The SimpleMPIScheduler is an extension of the SimpleScheduler which better distributes work in MPI parallel applications calling NEML2. This scheduler assigns each MPI rank a unique accelerator device out of a list of devices provided by the user. Each MPI rank sends work to its assigned device exclusively, using the same algorithm for work scheduling as in the SimpleScheduler. The difference in inputs between the SimpleMPIScheduler and the SimpleScheduler is just that the user now provides a list of devices, a list of sub-batch sizes, and (optionally), a list of capacities. Each item in the list is a single device available to MPI ranks.

This scheduler assigns a rank to a device by first forming a local MPI communicator over the MPI ranks running on a single compute node (determined by the hostname provided by the MPI_Get_processor_name function). Each MPI rank in the communicator is assigned one device from the list provided by the user. The user must provide at least as many devices as the local communicator has MPI ranks. This approach limits the number of MPI ranks a user can launch per node to the number of available accelerators. For example, if a compute node has one CPU with 16 threads and 8 GPU accelerators the host application can only run 8 MPI ranks per node. The scheduler will report an error if the host application tries to run it with more local ranks than user supplied devices. This often means the user will need to pin ranks to ensure their MPI application assigns only the required number of ranks per node.

This scheduler is useful for larger parallel jobs, but may limit the overall performance of the application as often there are more CPU cores available for MPI ranks than accelerators on a node.

StaticHybridScheduler

The StaticHybridScheduler allows a single instance of NEML2 to distribute work to many compute devices at once. The user provides a list of devices, sub-batch sizes, capacities, and (optionally) priorities. The scheduler will greedily assign work to fill up each device, using the priority if provided to determine in which order to dole out work. The work dispatcher will then run this work in parallel on all devices via the thread pool discussed above.

This scheduler currently provides the best throughput for cases where a single NEML2 instance has access to multiple devices.

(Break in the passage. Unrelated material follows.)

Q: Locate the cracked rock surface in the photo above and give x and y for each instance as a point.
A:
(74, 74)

The device list can include the CPU itself so that the CPU thread running NEML2 can do work at the same time the accelerators are working on their sub-batches. We suggest the user determine the optimal sub-batch size for each device, for example using the SimpleScheduler, prior to running large jobs with this scheduling algorithm.

The animation below illustrates how the static hybrid scheduler sends work to multiple devices.

WorkCUDA:0CUDA:1CPU

The downside to this scheduler is that it does not handle MPI parallelism. Distributed parallel programs invoking NEML2 can only use this scheduler if each MPI rank has exclusive access to all accelerators on a compute node, i.e. running one MPI rank per physical node.